ON ACTING: Revealing Sub-Text

The initial surface of an enacted character rarely reveals the truth. People  lie...to themselves, to others. (And good writers, knowing that, write their dialogue and other actions accordingly).

How often in life (which drama must imitate) does one really know or understand the deepest emotional strands of their character?

Aristotle said the ultimate moment of life (and therefore of drama) is the character's moment of self-recognition and discovery. That means, if he is right, and I think he is, that all that all character-sought images prior to that final moment are like the character peering into foggy mirrors, distorting the true face of character from their own--and therefore the audience's--clear recognition.

The essential self of character is there from the beginning of the drama, but it has been obfuscated in the fog of self-denial and other-evasions.

It is only at the end of the learning process that the character (and the audience) discovers who and what the character REALLY is. Only--finally--does the true nature of the character--bubble (from the sub-text) to the surface (the text), only after the conflicts of life rub the character raw of self-evasions and lies.

So the good actor, when confronting the dialogue and other actions of the piece must realize that what he or she says and does prior to that ultimate self-revealing  point is often only the glittering and beguiling surface of their character. They must accept that in their performance, while beneath those earlier lines and evasions of their character, must simultaneously swim the tortured currents of desire, longing, fears and denials--the truths--appropriate to the character's past...BUT IT MUST REMAIN HIDDEN.
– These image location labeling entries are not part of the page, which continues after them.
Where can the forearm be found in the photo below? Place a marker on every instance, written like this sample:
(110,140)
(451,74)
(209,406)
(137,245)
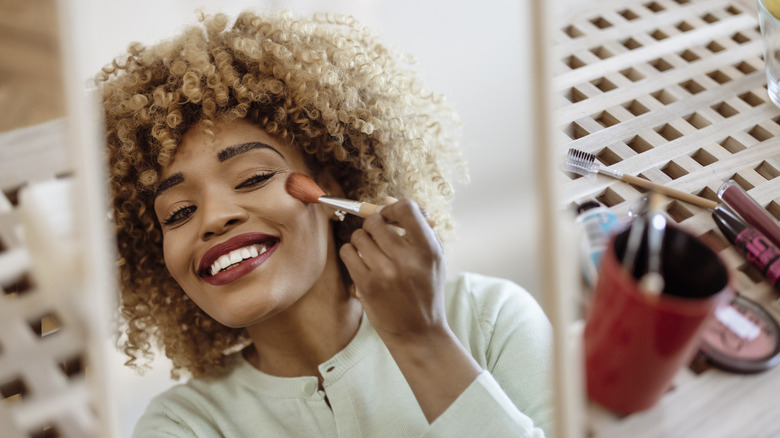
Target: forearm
(437,368)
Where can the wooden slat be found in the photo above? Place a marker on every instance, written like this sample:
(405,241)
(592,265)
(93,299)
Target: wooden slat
(674,91)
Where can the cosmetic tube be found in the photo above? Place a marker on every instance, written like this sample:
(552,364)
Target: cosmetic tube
(751,243)
(754,214)
(597,224)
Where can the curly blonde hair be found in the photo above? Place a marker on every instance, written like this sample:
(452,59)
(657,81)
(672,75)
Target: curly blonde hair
(327,85)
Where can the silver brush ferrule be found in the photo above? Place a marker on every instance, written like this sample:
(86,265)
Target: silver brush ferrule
(347,205)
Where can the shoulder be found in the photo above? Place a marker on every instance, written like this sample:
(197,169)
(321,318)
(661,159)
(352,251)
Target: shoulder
(486,313)
(488,297)
(187,409)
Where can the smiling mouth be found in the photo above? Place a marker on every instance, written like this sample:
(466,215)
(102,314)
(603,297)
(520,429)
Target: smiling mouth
(236,257)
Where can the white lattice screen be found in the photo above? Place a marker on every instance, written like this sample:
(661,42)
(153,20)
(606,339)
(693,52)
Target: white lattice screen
(56,268)
(673,91)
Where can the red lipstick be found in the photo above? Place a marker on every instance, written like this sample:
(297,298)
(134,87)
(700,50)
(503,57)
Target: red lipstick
(222,264)
(751,243)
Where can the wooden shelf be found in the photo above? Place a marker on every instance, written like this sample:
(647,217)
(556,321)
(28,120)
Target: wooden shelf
(675,91)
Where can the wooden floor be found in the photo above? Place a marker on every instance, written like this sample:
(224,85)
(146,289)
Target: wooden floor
(30,66)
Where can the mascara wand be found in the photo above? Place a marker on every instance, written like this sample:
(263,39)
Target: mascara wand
(584,163)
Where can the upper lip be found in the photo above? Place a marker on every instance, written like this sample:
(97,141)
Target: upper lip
(237,242)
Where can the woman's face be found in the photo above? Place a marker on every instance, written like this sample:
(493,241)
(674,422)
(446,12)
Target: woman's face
(238,244)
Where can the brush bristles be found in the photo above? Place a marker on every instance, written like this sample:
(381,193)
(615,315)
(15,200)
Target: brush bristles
(580,162)
(302,187)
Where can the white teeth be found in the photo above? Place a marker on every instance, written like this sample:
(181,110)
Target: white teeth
(236,256)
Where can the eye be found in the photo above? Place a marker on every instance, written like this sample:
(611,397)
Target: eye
(179,215)
(255,180)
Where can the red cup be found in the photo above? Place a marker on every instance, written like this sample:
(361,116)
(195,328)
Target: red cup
(635,342)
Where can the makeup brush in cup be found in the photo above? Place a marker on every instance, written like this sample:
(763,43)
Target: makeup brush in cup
(653,281)
(584,163)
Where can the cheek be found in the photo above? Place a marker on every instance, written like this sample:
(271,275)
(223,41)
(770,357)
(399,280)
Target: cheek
(174,261)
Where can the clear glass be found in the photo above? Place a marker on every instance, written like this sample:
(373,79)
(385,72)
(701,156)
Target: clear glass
(770,34)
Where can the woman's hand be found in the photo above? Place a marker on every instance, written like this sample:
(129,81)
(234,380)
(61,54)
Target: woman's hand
(399,279)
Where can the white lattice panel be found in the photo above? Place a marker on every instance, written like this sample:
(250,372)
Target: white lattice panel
(674,91)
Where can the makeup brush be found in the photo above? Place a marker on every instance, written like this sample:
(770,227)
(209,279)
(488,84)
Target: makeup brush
(584,163)
(302,187)
(653,281)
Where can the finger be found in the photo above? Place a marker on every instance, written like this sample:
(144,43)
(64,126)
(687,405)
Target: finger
(373,256)
(390,200)
(407,215)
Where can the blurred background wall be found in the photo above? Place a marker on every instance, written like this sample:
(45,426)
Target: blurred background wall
(475,53)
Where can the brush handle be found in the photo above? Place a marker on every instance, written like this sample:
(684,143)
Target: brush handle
(358,208)
(672,193)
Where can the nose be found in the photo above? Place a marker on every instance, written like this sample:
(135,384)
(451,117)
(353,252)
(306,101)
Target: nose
(219,214)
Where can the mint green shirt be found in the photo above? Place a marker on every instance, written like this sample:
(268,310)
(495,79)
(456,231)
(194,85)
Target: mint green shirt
(497,321)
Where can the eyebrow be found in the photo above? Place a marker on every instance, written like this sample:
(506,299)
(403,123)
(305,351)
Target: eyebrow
(233,151)
(167,183)
(222,156)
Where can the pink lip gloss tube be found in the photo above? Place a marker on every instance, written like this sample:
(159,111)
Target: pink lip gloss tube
(751,243)
(754,214)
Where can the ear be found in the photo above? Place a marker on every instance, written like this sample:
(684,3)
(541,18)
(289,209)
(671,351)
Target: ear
(329,184)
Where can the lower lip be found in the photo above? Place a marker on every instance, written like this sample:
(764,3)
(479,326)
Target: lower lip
(244,268)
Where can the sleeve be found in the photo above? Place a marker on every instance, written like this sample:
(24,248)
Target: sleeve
(509,335)
(163,421)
A properly enacted character enters the scene like a fully-formed but-only-beheld-from-the-surface geological strata--layered sediments of emotion, set down by the storms and winds of everyday reality--only to be revealed finally, ultimately, layer by layer, by the jackhammer of events during the scene. To repeat: in the beginning of the scene only the surface of the character (like the earth) is apparent to the audience. Then the problems and vicissitudes of the character's story rubs him raw, obly finally and slowly revealing the sediments of character.

All great drama, and great acting, is a mystery, a series of hidden plots and some-half-but-mostly-hidden character truths (sub-texts) to be solved and revealed over the course of the story.